DESPITE a recent court ruling striking down Ohio's tax abatement law, DaimlerChrysler has chosen to proceed with a $2.1 billion expansion of its Jeep manufacturing operation, and that's good news for Toledo.
City Council approved the tax-abatement package, potentially worth $44 million, for DaimlerChrysler and its suppliers to create 600 jobs at an expanded North Toledo facility, and the community should appreciate that DaimlerChrysler has stayed the course.
When the U.S. Sixth Circuit Court of Appeals struck down the state's Machinery and Equipment Investment Tax Credit last month, stretching credulity by claiming that it interfered with interstate commerce, the fear was that being denied use of this economic carrot would put Ohio at a disadvantage in attracting business.
Indeed, whatever one thinks of tax abatement, the court's ruling unquestionably put businesses in the court's jurisdiction - Ohio, Michigan, Kentucky, and Tennessee - at a disadvantage competing for business with states not covered by the ruling.

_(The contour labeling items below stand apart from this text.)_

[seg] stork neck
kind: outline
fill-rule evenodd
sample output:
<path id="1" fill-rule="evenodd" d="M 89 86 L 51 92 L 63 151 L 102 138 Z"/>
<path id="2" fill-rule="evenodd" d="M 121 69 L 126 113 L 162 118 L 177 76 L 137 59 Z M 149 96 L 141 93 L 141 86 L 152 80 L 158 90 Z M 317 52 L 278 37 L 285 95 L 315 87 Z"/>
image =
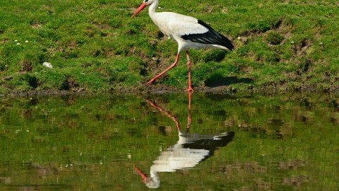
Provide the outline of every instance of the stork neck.
<path id="1" fill-rule="evenodd" d="M 154 2 L 150 6 L 150 8 L 148 8 L 148 13 L 150 16 L 155 13 L 155 9 L 157 7 L 157 4 L 159 4 L 158 1 L 154 1 Z"/>

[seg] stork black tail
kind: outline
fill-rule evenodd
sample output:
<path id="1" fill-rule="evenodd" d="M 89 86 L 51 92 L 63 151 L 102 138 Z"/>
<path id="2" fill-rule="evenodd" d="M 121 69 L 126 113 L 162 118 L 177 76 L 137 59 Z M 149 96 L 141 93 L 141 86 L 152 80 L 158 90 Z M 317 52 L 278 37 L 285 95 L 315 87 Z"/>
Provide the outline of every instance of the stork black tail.
<path id="1" fill-rule="evenodd" d="M 227 37 L 218 33 L 210 25 L 201 20 L 198 20 L 198 23 L 208 29 L 209 31 L 208 32 L 208 35 L 210 37 L 210 40 L 213 42 L 214 44 L 225 47 L 230 50 L 234 50 L 234 47 L 232 44 L 231 40 L 230 40 Z"/>

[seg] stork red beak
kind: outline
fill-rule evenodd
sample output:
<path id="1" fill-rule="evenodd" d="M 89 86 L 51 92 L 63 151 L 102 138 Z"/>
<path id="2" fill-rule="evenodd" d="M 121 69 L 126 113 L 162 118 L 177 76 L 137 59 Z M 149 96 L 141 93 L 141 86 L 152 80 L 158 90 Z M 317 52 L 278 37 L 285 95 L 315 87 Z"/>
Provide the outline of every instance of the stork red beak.
<path id="1" fill-rule="evenodd" d="M 142 4 L 139 8 L 138 8 L 138 10 L 136 10 L 136 11 L 134 13 L 134 14 L 133 14 L 132 17 L 135 16 L 136 14 L 138 14 L 140 11 L 141 11 L 141 10 L 143 10 L 145 7 L 146 7 L 146 4 Z"/>

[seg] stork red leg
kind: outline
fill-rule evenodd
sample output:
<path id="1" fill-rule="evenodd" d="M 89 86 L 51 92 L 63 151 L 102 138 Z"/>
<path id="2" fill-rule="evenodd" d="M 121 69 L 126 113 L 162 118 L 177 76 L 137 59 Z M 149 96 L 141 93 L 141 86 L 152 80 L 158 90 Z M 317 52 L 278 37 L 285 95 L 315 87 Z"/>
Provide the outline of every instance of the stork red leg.
<path id="1" fill-rule="evenodd" d="M 191 83 L 191 58 L 189 57 L 189 51 L 186 50 L 186 55 L 187 56 L 187 67 L 189 69 L 189 88 L 185 90 L 185 91 L 193 91 Z"/>
<path id="2" fill-rule="evenodd" d="M 168 67 L 167 69 L 165 69 L 164 71 L 162 71 L 162 73 L 160 73 L 159 75 L 156 76 L 155 77 L 154 77 L 153 79 L 152 79 L 151 80 L 150 80 L 150 81 L 148 81 L 146 85 L 145 86 L 149 86 L 150 85 L 150 83 L 152 83 L 155 80 L 156 80 L 157 78 L 159 78 L 160 76 L 162 76 L 162 74 L 164 74 L 165 73 L 166 73 L 167 71 L 170 70 L 171 69 L 177 66 L 177 65 L 178 64 L 178 60 L 179 60 L 179 56 L 180 55 L 180 53 L 178 53 L 178 54 L 177 55 L 177 58 L 175 59 L 175 62 L 174 63 L 173 63 L 170 67 Z"/>

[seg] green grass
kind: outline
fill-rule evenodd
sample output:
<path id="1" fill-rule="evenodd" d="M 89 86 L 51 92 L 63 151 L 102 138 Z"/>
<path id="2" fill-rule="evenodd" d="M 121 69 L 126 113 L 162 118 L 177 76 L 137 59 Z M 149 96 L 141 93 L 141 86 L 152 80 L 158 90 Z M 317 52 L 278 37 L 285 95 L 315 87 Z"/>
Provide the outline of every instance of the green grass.
<path id="1" fill-rule="evenodd" d="M 0 94 L 141 86 L 171 64 L 177 43 L 162 38 L 146 11 L 131 18 L 141 3 L 1 1 Z M 232 52 L 191 51 L 196 88 L 328 91 L 339 88 L 338 6 L 336 1 L 160 0 L 158 11 L 194 16 L 232 39 Z M 179 66 L 155 83 L 184 88 L 186 73 L 183 54 Z"/>

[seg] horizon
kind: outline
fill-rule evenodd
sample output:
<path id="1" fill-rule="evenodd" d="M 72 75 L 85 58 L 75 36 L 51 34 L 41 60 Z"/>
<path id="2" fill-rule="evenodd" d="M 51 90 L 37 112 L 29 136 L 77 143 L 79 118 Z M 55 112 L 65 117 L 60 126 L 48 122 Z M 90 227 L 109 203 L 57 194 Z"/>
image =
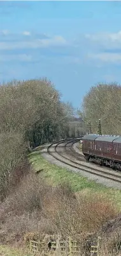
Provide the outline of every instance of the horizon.
<path id="1" fill-rule="evenodd" d="M 121 83 L 121 2 L 0 1 L 0 81 L 46 77 L 80 108 L 92 85 Z"/>

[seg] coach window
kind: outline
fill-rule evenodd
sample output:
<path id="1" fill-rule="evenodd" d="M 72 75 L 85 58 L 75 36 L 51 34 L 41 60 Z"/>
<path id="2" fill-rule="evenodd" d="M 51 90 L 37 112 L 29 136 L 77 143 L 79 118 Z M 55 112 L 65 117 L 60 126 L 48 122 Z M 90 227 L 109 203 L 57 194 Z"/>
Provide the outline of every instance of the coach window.
<path id="1" fill-rule="evenodd" d="M 109 144 L 107 143 L 107 153 L 109 153 L 109 151 L 110 151 Z"/>

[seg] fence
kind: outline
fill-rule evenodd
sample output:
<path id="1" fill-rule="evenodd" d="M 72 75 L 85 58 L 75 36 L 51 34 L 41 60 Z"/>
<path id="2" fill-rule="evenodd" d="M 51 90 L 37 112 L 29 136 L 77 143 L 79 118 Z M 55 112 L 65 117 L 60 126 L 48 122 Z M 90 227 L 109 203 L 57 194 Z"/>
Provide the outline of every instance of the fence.
<path id="1" fill-rule="evenodd" d="M 80 236 L 78 236 L 80 237 Z M 60 236 L 45 235 L 43 237 L 32 236 L 26 237 L 26 243 L 31 252 L 41 255 L 53 255 L 57 256 L 98 256 L 100 237 L 90 235 L 89 238 L 77 239 L 68 237 L 64 239 Z"/>

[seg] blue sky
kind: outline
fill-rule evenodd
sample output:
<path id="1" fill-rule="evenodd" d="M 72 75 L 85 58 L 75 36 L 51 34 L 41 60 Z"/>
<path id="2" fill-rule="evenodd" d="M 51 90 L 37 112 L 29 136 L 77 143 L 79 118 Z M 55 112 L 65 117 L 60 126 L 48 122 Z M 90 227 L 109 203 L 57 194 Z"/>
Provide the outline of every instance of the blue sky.
<path id="1" fill-rule="evenodd" d="M 0 1 L 0 81 L 47 77 L 80 107 L 121 83 L 121 2 Z"/>

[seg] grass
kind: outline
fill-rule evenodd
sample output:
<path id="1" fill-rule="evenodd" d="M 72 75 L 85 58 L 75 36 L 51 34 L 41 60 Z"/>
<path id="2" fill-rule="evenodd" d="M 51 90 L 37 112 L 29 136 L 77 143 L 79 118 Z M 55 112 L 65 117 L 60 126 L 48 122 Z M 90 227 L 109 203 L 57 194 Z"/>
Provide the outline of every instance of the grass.
<path id="1" fill-rule="evenodd" d="M 0 245 L 1 256 L 31 256 L 30 252 L 25 252 L 25 250 L 18 250 L 15 248 L 7 247 L 6 246 Z"/>
<path id="2" fill-rule="evenodd" d="M 89 180 L 81 176 L 55 164 L 52 164 L 41 155 L 40 151 L 34 151 L 29 155 L 29 161 L 35 171 L 43 169 L 39 175 L 46 178 L 46 181 L 53 186 L 64 183 L 69 183 L 75 192 L 85 191 L 106 193 L 111 198 L 113 198 L 121 209 L 121 190 L 108 188 L 106 186 Z"/>

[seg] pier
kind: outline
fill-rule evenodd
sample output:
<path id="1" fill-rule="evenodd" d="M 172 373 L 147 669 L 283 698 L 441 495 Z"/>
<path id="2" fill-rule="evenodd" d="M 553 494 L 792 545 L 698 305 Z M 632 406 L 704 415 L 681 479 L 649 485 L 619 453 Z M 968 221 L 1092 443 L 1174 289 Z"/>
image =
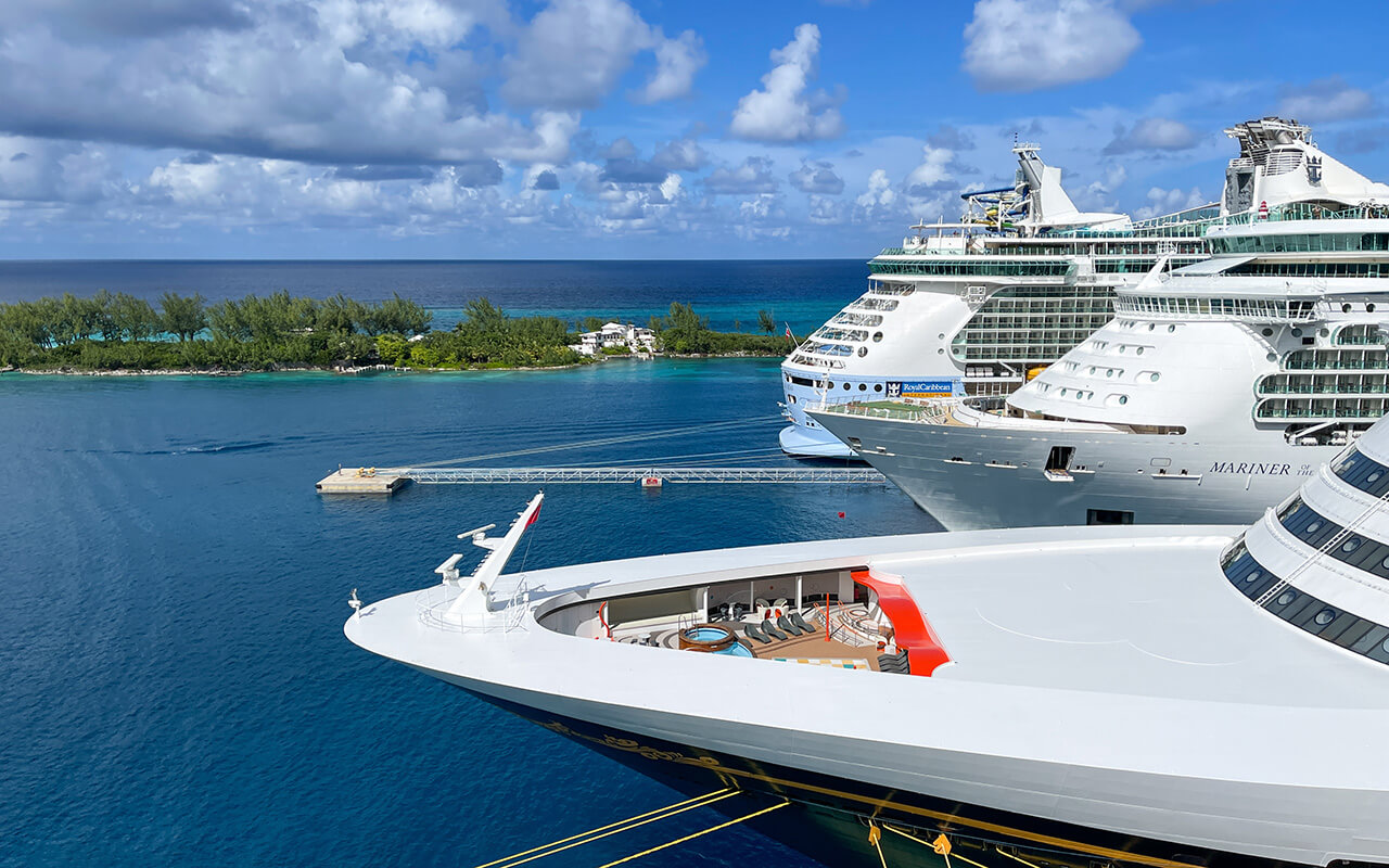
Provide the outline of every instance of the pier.
<path id="1" fill-rule="evenodd" d="M 315 486 L 321 494 L 394 494 L 419 485 L 665 483 L 882 485 L 867 467 L 393 467 L 342 468 Z"/>

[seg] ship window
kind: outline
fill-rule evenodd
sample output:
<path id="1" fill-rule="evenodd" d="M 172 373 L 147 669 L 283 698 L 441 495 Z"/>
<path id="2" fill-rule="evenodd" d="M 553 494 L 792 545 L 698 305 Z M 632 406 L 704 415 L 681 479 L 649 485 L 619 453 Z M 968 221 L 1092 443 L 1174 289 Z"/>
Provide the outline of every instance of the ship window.
<path id="1" fill-rule="evenodd" d="M 1128 510 L 1086 510 L 1085 524 L 1088 525 L 1132 525 L 1133 512 Z"/>

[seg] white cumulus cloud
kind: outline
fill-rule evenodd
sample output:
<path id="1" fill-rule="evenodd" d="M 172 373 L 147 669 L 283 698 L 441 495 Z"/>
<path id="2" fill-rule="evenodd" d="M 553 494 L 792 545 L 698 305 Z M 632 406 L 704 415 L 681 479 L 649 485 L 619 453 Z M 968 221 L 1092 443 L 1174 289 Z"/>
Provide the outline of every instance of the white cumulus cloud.
<path id="1" fill-rule="evenodd" d="M 964 37 L 975 86 L 1010 92 L 1104 78 L 1142 43 L 1110 0 L 979 0 Z"/>
<path id="2" fill-rule="evenodd" d="M 811 142 L 845 132 L 833 100 L 808 93 L 820 58 L 820 28 L 803 24 L 796 37 L 772 51 L 772 71 L 763 86 L 738 101 L 729 132 L 754 142 Z"/>
<path id="3" fill-rule="evenodd" d="M 593 108 L 640 51 L 656 53 L 656 72 L 633 94 L 643 103 L 689 93 L 707 60 L 693 31 L 667 39 L 622 0 L 551 0 L 507 58 L 501 96 L 522 106 Z"/>

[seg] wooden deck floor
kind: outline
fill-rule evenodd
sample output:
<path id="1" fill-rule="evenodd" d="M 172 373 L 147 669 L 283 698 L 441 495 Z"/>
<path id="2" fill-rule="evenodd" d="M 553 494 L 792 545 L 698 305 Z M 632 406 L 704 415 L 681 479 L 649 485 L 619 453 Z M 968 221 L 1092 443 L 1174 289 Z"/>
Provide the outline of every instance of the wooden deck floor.
<path id="1" fill-rule="evenodd" d="M 743 624 L 732 624 L 726 621 L 717 622 L 720 626 L 726 626 L 738 633 L 738 637 L 746 642 L 753 649 L 753 656 L 758 660 L 772 660 L 775 657 L 807 657 L 815 660 L 863 660 L 868 662 L 868 668 L 878 671 L 878 649 L 871 646 L 853 646 L 845 644 L 838 639 L 831 639 L 825 642 L 824 633 L 814 633 L 811 636 L 792 636 L 788 633 L 785 640 L 774 639 L 771 644 L 763 644 L 756 639 L 749 639 L 743 633 Z M 785 631 L 782 631 L 785 632 Z"/>

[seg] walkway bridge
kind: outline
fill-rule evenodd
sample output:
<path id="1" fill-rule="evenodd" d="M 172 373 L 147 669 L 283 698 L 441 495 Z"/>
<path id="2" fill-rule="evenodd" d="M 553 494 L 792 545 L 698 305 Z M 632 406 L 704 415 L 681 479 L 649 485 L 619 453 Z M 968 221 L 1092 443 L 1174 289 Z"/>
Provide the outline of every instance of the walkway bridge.
<path id="1" fill-rule="evenodd" d="M 390 467 L 342 468 L 318 483 L 321 494 L 393 494 L 421 485 L 672 483 L 882 485 L 867 467 Z"/>

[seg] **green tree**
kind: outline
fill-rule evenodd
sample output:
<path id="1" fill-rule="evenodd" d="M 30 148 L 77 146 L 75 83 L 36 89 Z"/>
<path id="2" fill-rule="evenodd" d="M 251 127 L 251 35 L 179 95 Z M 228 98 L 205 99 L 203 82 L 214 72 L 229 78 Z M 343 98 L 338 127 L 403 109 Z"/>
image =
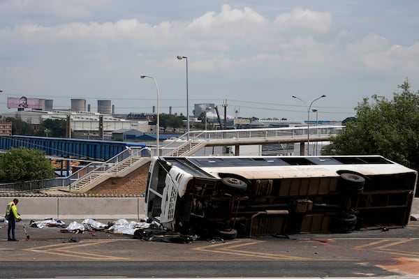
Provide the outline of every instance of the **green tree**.
<path id="1" fill-rule="evenodd" d="M 0 157 L 0 179 L 4 182 L 24 182 L 54 176 L 50 160 L 43 151 L 13 148 Z"/>
<path id="2" fill-rule="evenodd" d="M 6 121 L 12 122 L 12 132 L 13 135 L 34 135 L 34 126 L 30 123 L 22 120 L 19 114 L 15 117 L 6 117 Z"/>
<path id="3" fill-rule="evenodd" d="M 163 132 L 166 132 L 168 127 L 172 127 L 173 132 L 176 130 L 177 128 L 182 128 L 184 126 L 182 119 L 184 117 L 183 116 L 176 116 L 172 114 L 160 114 L 160 126 L 163 128 Z"/>
<path id="4" fill-rule="evenodd" d="M 355 120 L 347 121 L 344 133 L 322 153 L 379 154 L 419 169 L 419 91 L 412 92 L 407 80 L 398 88 L 402 92 L 391 100 L 364 98 L 355 107 Z"/>

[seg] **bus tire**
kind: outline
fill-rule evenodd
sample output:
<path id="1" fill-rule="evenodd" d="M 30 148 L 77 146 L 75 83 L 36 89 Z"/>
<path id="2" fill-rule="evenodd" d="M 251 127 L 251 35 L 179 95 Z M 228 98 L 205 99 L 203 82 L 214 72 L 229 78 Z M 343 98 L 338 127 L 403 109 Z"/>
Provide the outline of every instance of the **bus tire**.
<path id="1" fill-rule="evenodd" d="M 359 174 L 343 172 L 340 174 L 340 188 L 347 194 L 359 194 L 364 190 L 365 179 Z"/>
<path id="2" fill-rule="evenodd" d="M 223 177 L 221 181 L 226 190 L 236 193 L 244 193 L 247 190 L 246 182 L 235 177 Z"/>

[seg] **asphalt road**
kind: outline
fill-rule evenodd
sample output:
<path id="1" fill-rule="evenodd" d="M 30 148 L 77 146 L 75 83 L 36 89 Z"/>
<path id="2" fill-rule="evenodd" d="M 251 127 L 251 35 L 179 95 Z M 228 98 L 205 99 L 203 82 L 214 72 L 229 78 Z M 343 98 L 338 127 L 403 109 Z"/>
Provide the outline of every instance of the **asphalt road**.
<path id="1" fill-rule="evenodd" d="M 21 223 L 20 241 L 14 242 L 6 241 L 7 227 L 0 226 L 1 278 L 419 278 L 418 221 L 404 228 L 344 234 L 188 243 L 104 231 L 64 233 L 27 224 L 27 240 Z"/>

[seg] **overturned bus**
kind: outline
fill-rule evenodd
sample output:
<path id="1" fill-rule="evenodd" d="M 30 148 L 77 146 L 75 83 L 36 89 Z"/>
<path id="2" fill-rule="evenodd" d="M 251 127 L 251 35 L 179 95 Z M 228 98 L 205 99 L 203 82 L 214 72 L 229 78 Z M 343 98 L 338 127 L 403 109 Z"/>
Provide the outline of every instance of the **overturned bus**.
<path id="1" fill-rule="evenodd" d="M 145 214 L 224 239 L 407 225 L 417 172 L 380 156 L 154 157 Z"/>

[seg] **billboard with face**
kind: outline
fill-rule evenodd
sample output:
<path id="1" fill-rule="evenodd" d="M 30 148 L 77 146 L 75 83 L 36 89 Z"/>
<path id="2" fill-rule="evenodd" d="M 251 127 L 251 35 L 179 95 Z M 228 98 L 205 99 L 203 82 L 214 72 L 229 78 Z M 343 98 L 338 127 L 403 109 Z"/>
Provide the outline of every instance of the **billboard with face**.
<path id="1" fill-rule="evenodd" d="M 39 109 L 39 99 L 38 98 L 29 98 L 26 96 L 22 96 L 20 98 L 9 97 L 7 98 L 7 107 L 9 109 Z"/>

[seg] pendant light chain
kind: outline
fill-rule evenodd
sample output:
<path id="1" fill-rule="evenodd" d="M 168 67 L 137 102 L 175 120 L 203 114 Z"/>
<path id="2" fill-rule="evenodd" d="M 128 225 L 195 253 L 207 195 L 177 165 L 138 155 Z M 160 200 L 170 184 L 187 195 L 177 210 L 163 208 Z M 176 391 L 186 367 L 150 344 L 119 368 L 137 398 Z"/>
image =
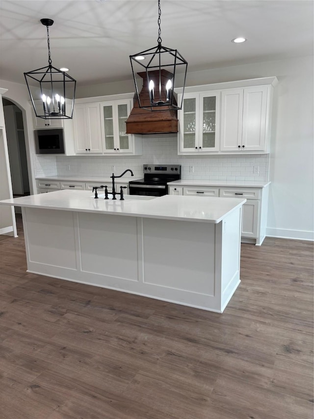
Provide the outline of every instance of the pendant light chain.
<path id="1" fill-rule="evenodd" d="M 161 34 L 161 29 L 160 29 L 160 15 L 161 14 L 161 9 L 160 9 L 160 0 L 158 0 L 158 38 L 157 42 L 158 45 L 161 45 L 161 38 L 160 35 Z"/>
<path id="2" fill-rule="evenodd" d="M 50 54 L 50 39 L 49 39 L 49 27 L 47 25 L 47 41 L 48 42 L 48 63 L 51 65 L 52 61 Z"/>

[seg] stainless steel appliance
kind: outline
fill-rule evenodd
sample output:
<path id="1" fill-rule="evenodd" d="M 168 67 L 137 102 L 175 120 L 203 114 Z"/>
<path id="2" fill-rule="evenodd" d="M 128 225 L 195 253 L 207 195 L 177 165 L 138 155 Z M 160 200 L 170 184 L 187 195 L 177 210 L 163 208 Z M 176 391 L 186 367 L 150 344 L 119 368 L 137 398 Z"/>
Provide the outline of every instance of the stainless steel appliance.
<path id="1" fill-rule="evenodd" d="M 129 183 L 130 195 L 162 196 L 168 194 L 167 183 L 181 178 L 181 165 L 144 165 L 144 179 Z"/>

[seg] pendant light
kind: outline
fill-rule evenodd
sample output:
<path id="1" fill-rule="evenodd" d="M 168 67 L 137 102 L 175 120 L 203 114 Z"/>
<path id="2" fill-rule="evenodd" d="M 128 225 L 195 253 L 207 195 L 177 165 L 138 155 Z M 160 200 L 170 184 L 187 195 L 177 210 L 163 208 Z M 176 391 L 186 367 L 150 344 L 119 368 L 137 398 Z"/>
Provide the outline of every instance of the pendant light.
<path id="1" fill-rule="evenodd" d="M 42 19 L 40 22 L 47 28 L 48 65 L 24 73 L 34 111 L 37 118 L 44 119 L 72 119 L 77 82 L 65 71 L 52 66 L 49 27 L 53 21 Z"/>
<path id="2" fill-rule="evenodd" d="M 158 45 L 130 56 L 139 107 L 149 111 L 158 111 L 181 109 L 187 62 L 177 50 L 161 45 L 160 0 L 158 0 Z M 137 72 L 138 70 L 140 72 Z M 181 103 L 177 104 L 174 90 L 176 87 L 179 87 L 175 84 L 177 73 L 180 70 L 184 81 L 182 100 Z M 136 73 L 143 79 L 140 95 Z M 180 87 L 182 87 L 182 85 Z"/>

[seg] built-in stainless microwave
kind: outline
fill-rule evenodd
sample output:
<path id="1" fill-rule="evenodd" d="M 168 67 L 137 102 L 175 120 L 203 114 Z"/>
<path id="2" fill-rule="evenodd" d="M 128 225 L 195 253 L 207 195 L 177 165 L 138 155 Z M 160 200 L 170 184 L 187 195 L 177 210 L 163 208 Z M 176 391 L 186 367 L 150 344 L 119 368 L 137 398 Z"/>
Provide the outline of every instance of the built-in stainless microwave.
<path id="1" fill-rule="evenodd" d="M 37 154 L 64 154 L 63 128 L 34 131 Z"/>

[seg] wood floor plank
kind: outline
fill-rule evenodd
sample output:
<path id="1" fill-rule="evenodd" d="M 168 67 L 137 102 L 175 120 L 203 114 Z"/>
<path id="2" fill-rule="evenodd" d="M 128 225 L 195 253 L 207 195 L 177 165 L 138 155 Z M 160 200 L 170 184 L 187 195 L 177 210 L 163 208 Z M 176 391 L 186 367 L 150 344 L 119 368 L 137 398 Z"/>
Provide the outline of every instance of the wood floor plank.
<path id="1" fill-rule="evenodd" d="M 26 271 L 0 240 L 1 419 L 309 419 L 313 244 L 241 246 L 223 314 Z"/>

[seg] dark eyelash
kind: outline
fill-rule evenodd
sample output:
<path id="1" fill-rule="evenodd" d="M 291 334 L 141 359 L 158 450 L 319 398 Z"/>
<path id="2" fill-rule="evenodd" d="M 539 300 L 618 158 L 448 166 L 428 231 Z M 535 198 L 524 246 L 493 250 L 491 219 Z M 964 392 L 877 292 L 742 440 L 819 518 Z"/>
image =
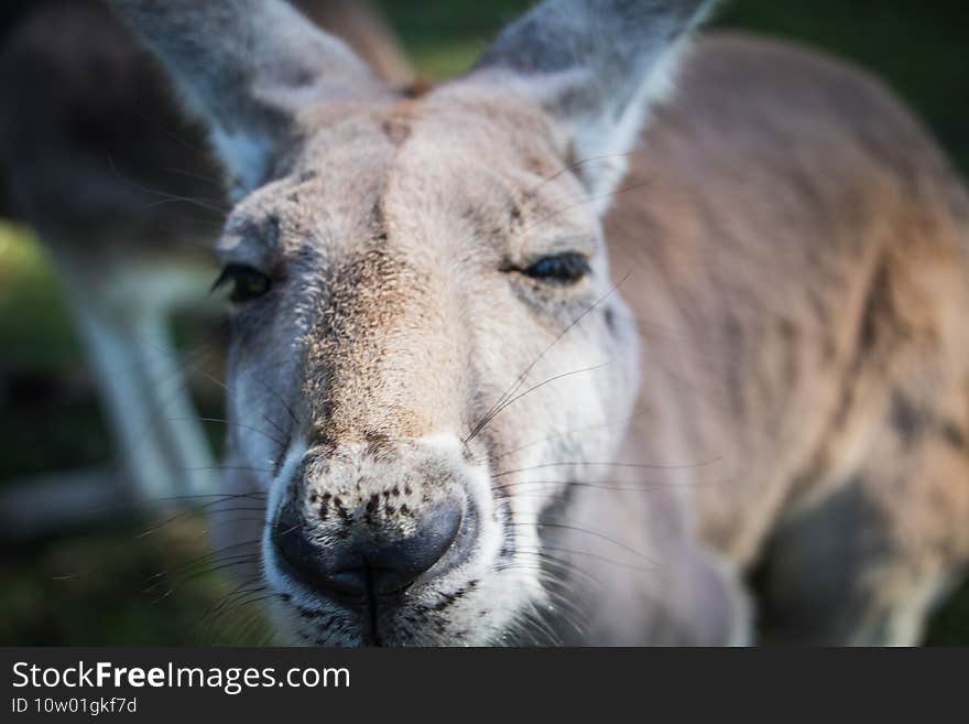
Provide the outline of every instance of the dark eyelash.
<path id="1" fill-rule="evenodd" d="M 588 257 L 577 251 L 564 251 L 542 257 L 522 273 L 545 283 L 574 284 L 590 271 Z"/>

Eileen Granata of the Regional Growth Partnership said a company that had appeared ready to close a deal to bring jobs to Toledo was now looking elsewhere, and other companies that had been considering Toledo were "taking a step back."
So, while the court's ruling will be appealed, and hopefully overturned, the uncertain outcome would have made it understandable for DaimlerChrysler to put the brakes on expanding its vehicle lines in Toledo.
Failure to overturn the federal appeals court ruling, after all, would likely cost the automaker millions.
As Ms. Granata noted, "There are certainly no guarantees, and DaimlerChrysler understands that."
We understand it as well, and recognize that the decision to proceed is as much a result of the strong bond that has been forged between Toledo and DaimlerChrysler as it is of the automaker's estimate of the legal standing of the tax abatement question.